Now, to say Piper is misusing the countless scriptures he cites, and that his message of Christian Hedonism goes against the flow of the whole of scripture may be a good assessment, and I imagine that is what Dawn is going to do here. However to say “it is not really talked about in scripture” as though Piper’s book is some mere ‘new’ idea that completely disregards the bible is wrong.
In my discussions we people I have found the common theme with those against Christian Hedonism is that they approached the book looking for comfort or some sort of new help (nothing wrong with this approach, this is often why we read books). When they read it they eventually saw that ‘what they had to do’ was be happy… eventually being met with the reality that they couldn’t make themselves happy, therefore xtian hedonism became a law to them.
I did not approach the book looking for anything, I did not even totally know what it was about before I picked it up. As I read it, it resonated with me. It never came across to me as a “you better get happy to be a Christian.” I read the whole of it to be that an inward drive for happiness is common in all man, and that drive should be fostered not suppressed in our drive for the Christ.

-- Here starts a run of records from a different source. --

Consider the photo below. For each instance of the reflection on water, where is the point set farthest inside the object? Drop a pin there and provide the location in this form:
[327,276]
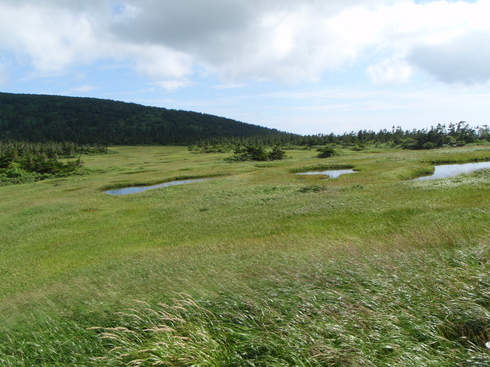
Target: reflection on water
[136,189]
[330,173]
[449,170]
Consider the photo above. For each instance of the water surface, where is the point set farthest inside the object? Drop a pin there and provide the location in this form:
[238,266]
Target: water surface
[330,173]
[450,170]
[137,189]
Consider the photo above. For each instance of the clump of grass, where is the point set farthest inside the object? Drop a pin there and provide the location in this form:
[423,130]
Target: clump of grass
[413,308]
[321,167]
[187,334]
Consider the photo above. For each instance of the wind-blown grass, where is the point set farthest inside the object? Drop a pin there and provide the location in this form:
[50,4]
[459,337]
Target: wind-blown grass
[367,270]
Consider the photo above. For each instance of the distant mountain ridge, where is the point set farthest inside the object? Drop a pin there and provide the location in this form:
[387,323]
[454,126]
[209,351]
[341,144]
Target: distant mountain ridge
[32,117]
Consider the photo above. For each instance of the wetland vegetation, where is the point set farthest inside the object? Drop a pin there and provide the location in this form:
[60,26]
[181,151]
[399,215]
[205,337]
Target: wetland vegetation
[256,267]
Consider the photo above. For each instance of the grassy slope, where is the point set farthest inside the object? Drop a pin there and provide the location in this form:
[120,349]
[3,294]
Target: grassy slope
[367,268]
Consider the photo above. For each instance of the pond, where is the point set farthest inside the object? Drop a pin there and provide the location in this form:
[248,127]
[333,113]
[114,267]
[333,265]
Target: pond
[450,170]
[137,189]
[330,173]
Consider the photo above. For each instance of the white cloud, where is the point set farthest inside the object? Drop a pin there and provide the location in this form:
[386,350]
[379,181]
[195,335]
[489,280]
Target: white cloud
[240,40]
[171,85]
[390,71]
[82,89]
[4,75]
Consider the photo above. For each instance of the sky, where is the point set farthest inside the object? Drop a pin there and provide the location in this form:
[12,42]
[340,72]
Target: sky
[300,66]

I still content as I did on twitter that this book is not primarily a book on sorteriolgy but a book that highlights the desire in believers for sanctification. The book says that conversion “Is the creation of a Christian Hedonist” in the sense that conversion creates the desire for sanctification, not that conversion makes you happy all the time.
Anyway, I have to go to work. I am really looking forward to these posts, and I am more than open to having my mind change if the Lord wills.
Piper totally confuses law and gospel.
I have heard many of his sermons. Flowery adjectives do not make a good sermon (and he has a boatload of them).
‘We ought feel this way’, ‘you ought feel that way’…’shoulds’, ‘oughts’ and ‘musts’ carry the day. The gospel is there, make no mistake about it. But it gets so covered up by ‘you’ and what ‘you ought be feeling’ that it is a weak flicker at best.
Hey, what else would you expect from a Baptist/Calvinist?
I would agree with you here, Jay. You’re right about how I would see it – I would characterize it as more of a misuse of Scripture.
I didn’t really come to read Desiring God expecting anything either. I was very into Randy Alcorn’s books at the time and he mentioned that John Piper was one of his favorite authors, so I decided to check it out.
It’s not so much that I felt like “I have to be happy to be a Christian.” It was “if I do not have certain feelings about God then I am not saved and I might not have any hope of being saved.” This took a little bit of time after reading the book to sink in fully.
But more about this later!
Steve – I agree with you regarding confusion of Law and Gospel. These teachings can lead to very morbid navel-gazing.
I have a really big problem with preachers who give the Gospel with the one hand and snatch it away with the other by pointing you to your feelings, emotions, or obedience instead of Christ FOR you.
To be fair, there are some Calvinists who are better than others in this regard. Non-pietistic Calvinists like Michael Horton are all about the objective, external Gospel. For some reason they don’t take their Calvinism/Reformed theology to its logical conclusions.
“‘We ought feel this way’, ‘you ought feel that way’…’shoulds’, ‘oughts’ and ‘musts’ carry the day.”
Steve,
When I use to be in the thick of this stuff, Piper, and I was deep in it, these always were the terror. It took a personal exchange with Dr. Rosenbladt to pull me out of it. One day in helping me out he reminded me that such stuff is Law. He quoted a brilliant insight of CS Lewis on this regarding “joy”. Lewis once said there is one sure fire way to make someone NOT have joy. That way? Tell him he should have joy.
Dr. Rosenbladt was spot on, a rank confusion of Law and Gospel, which happens, inevitably and of necessity, when one must find assurance other than the sacraments.